This paper explores the multistability issue for fractional-order Hopfield neural networks with Gaussian activation function and multiple time delays. First, several sufficient criteria are presented for ensuring the exact coexistence of $3^n$ equilibria, based on the geometric characteristics of Gaussian function, the fixed point theorem and the contraction mapping principle.
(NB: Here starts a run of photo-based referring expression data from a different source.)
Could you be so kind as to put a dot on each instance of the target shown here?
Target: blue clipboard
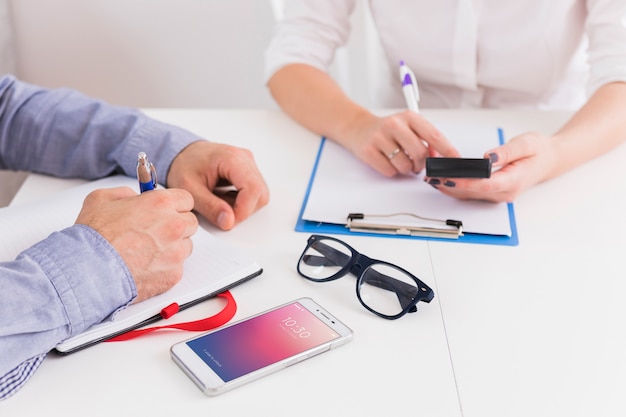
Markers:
(341, 229)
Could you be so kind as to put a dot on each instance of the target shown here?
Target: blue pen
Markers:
(146, 174)
(409, 87)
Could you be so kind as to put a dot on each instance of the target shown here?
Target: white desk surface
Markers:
(531, 330)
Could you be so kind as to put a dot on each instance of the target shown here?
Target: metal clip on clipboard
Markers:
(359, 222)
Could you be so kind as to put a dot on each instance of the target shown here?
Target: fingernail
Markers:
(222, 220)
Then, different from the existing methods used in the multistability analysis of fractional-order neural networks without time delays, it is shown that $2^n$ of $3^n$ total equilibria are locally asymptotically stable, by applying the theory of fractional-order linear delayed system and constructing suitable Lyapunov function. The obtained results improve and extend some existing multistability works for classical integer-order neural networks and fractional-order neural networks without time delays. Finally, an illustrative example with comprehensive computer simulations is given to demonstrate the theoretical results.

本文探讨了具有高斯激活函数和多个时间延迟的分数阶 Hopfield 神经网络的多稳定性问题。首先，提出了几个充分的标准来确保准确共存$3^n$平衡，基于高斯函数的几何特性、不动点定理和收缩映射原理。然后，与现有的用于无时滞分数阶神经网络多稳定性分析的方法不同，它表明：$2^n$ 的 $3^n$通过应用分数阶线性延迟系统的理论并构造合适的Lyapunov函数，总平衡是局部渐近稳定的。所获得的结果改进和扩展了一些现有的无时延经典整数阶神经网络和分数阶神经网络的多稳定性工作。最后，给出了一个具有综合计算机模拟的说明性例子来证明理论结果。